Big freeze brings Christmas chaos to Europe and North America
Trouble on both sides of the Atlantic as holiday temperatures plunge
Agencies in Augusta
Utility crews from Maine to Michigan and into Canada worked to restore power to more than half a million homes that were left in the dark by last weekend's ice storm, which has been linked to 27 deaths.
In the United States, the death toll from the storm reached at least 17, from traffic accidents and carbon monoxide poisoning. In Canada, 10 people were reported dead, including five who suffered apparent carbon monoxide poisoning as they attempted to heat their homes.

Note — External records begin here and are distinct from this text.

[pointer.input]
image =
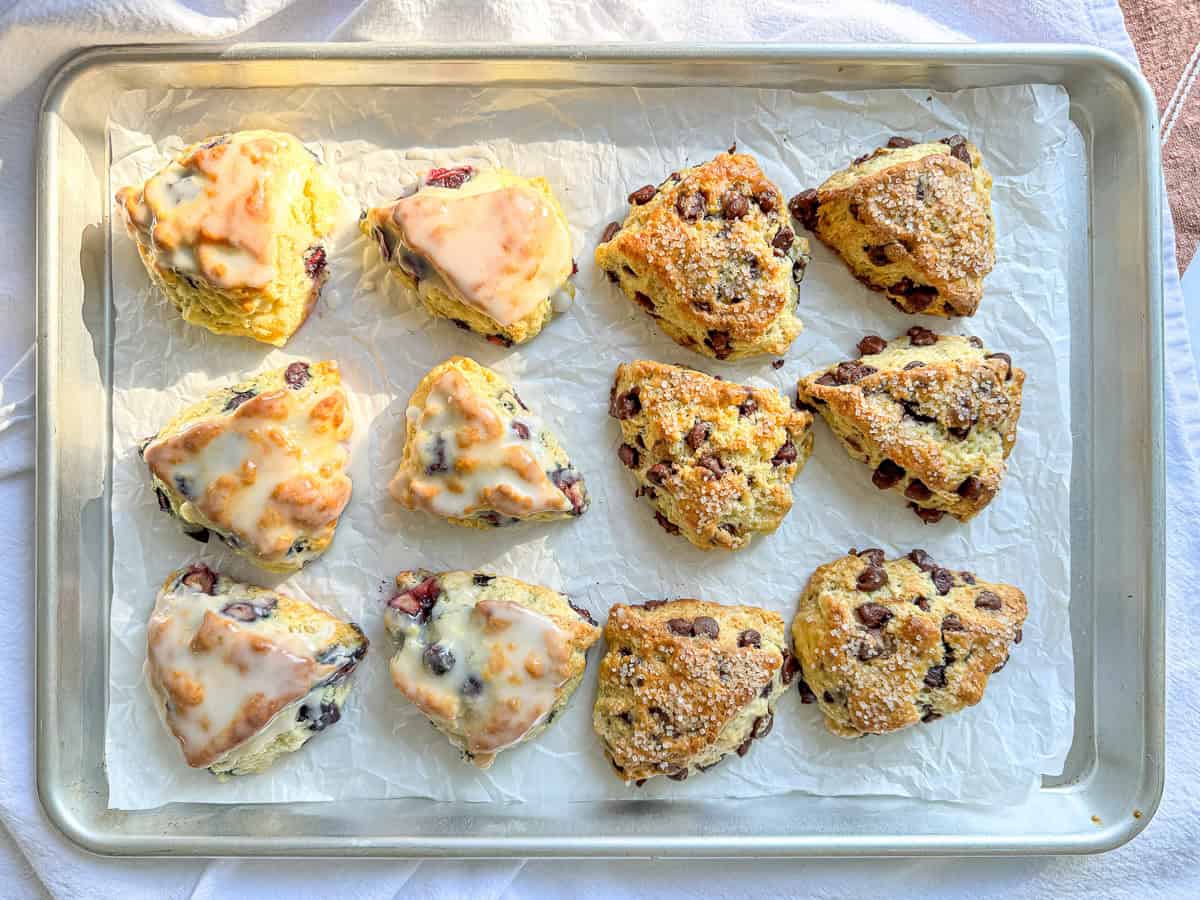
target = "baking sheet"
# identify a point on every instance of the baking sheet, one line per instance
(594, 145)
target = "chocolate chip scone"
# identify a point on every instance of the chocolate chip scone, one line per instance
(233, 232)
(489, 250)
(241, 675)
(685, 683)
(912, 221)
(490, 660)
(715, 460)
(885, 645)
(711, 256)
(479, 457)
(933, 415)
(262, 465)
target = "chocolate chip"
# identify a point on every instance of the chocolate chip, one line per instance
(628, 455)
(943, 580)
(297, 375)
(749, 639)
(785, 454)
(887, 475)
(929, 516)
(804, 208)
(624, 406)
(935, 677)
(659, 472)
(917, 491)
(874, 615)
(643, 195)
(438, 659)
(921, 336)
(699, 433)
(691, 205)
(871, 345)
(667, 525)
(988, 600)
(1007, 359)
(873, 577)
(681, 627)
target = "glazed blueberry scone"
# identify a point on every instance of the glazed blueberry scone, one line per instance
(478, 456)
(233, 231)
(883, 645)
(685, 683)
(933, 415)
(912, 221)
(711, 256)
(262, 465)
(490, 660)
(714, 459)
(489, 250)
(241, 675)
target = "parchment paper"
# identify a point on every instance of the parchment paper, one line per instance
(595, 145)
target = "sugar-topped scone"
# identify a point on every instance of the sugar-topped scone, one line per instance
(489, 250)
(233, 232)
(262, 465)
(715, 460)
(885, 645)
(933, 415)
(711, 256)
(685, 683)
(478, 456)
(240, 675)
(490, 660)
(912, 221)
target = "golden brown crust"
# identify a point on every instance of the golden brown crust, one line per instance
(717, 460)
(711, 256)
(685, 683)
(937, 432)
(885, 645)
(912, 221)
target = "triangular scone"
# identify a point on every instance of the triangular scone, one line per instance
(490, 660)
(486, 249)
(711, 256)
(934, 417)
(714, 459)
(262, 465)
(912, 221)
(241, 675)
(883, 645)
(233, 232)
(685, 683)
(478, 456)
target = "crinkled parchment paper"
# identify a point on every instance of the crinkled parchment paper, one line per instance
(594, 145)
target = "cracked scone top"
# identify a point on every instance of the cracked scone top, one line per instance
(717, 460)
(711, 256)
(490, 660)
(685, 683)
(933, 415)
(262, 465)
(478, 456)
(484, 247)
(241, 675)
(885, 645)
(912, 221)
(232, 231)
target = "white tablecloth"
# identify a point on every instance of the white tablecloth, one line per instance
(34, 859)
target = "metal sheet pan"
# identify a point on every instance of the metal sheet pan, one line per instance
(1114, 775)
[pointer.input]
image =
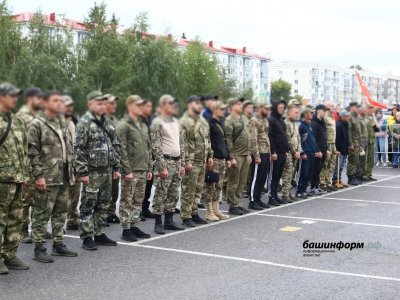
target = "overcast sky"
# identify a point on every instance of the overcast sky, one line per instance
(338, 32)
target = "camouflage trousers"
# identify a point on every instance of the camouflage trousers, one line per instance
(329, 166)
(95, 199)
(353, 161)
(112, 207)
(237, 179)
(27, 199)
(192, 189)
(74, 194)
(287, 176)
(10, 219)
(167, 189)
(212, 190)
(51, 203)
(131, 200)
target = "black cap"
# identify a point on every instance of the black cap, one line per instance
(192, 98)
(321, 106)
(33, 92)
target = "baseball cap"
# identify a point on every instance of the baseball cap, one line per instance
(134, 99)
(96, 95)
(33, 92)
(7, 88)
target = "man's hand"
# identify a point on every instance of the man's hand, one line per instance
(189, 168)
(128, 177)
(40, 184)
(182, 171)
(164, 173)
(85, 180)
(297, 155)
(233, 163)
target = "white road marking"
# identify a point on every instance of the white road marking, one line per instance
(331, 221)
(255, 213)
(361, 200)
(257, 261)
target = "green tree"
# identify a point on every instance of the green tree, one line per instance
(280, 89)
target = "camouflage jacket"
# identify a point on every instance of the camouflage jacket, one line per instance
(156, 134)
(237, 135)
(14, 151)
(196, 133)
(96, 145)
(51, 149)
(354, 130)
(293, 136)
(25, 115)
(259, 136)
(135, 146)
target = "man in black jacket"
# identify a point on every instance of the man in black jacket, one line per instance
(319, 129)
(342, 145)
(279, 148)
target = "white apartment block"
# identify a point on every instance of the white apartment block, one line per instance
(319, 82)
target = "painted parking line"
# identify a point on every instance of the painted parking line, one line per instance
(255, 213)
(362, 200)
(257, 261)
(331, 221)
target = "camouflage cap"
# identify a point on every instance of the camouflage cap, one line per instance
(220, 105)
(96, 95)
(294, 102)
(7, 88)
(134, 99)
(233, 101)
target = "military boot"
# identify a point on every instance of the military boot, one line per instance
(169, 223)
(210, 215)
(59, 249)
(16, 264)
(41, 255)
(217, 212)
(3, 268)
(158, 228)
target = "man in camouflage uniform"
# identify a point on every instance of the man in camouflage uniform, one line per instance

Police said two people in Ontario died after using a gas generator in a home northeast of Toronto. Police in Quebec said carbon monoxide poisoning was believed to be the cause of three deaths in a chalet on the province's North Shore. Earlier, five people were killed in eastern Canada in highway crashes blamed on severe weather.
The ice storm last weekend was one of the worst to hit during a Christmas week, and repair crews were working around the clock to restore service.
As temperatures plunged below minus 7 Celsius in Toronto, authorities reported a dramatic jump in calls for suspected carbon monoxide poisoning, responding to 110 calls in a 24-hour period. Officials say they typically see 20 such calls a day.
"I understand they want to keep warm, but you cannot do this. This is deadly," Toronto mayor Rob Ford said as the city issued an extreme cold weather alert. Fire officials warned residents not to use any appliance that burns inside a home - even candles.
"It's a real problem, a silent killer," said Joe Flynn, Vermont's director of emergency management and homeland security.
In Toronto, about 72,000 customers remained without power on Wednesday - down from 300,000. Elsewhere in Ontario, about 30,000 customers were still without power. In Quebec, some 28,000 customers remained without power. In New Brunswick, just under 30,000 customers were still in the dark.
Europe was also suffering from severe weather over the Christmas holiday.
In southern France, powerful winds and torrential rain grounded flights and cut off power to tens of thousands of homes.
About 50,000 homes across the country were without electricity on Christmas Day due to ruptured power lines and widespread flooding in the northwestern Brittany region, said France's ERDF power distributor.
Repair work by some 2,000 technicians throughout the day restored power to some 70,000 homes.
Hurricane-force winds have lashed France and Britain, causing five deaths in Britain and one in France. Heavy downpours led to cancellations of rail, flight and ferry services. Thousands of Britons woke up to flooding and power cuts on Christmas Day.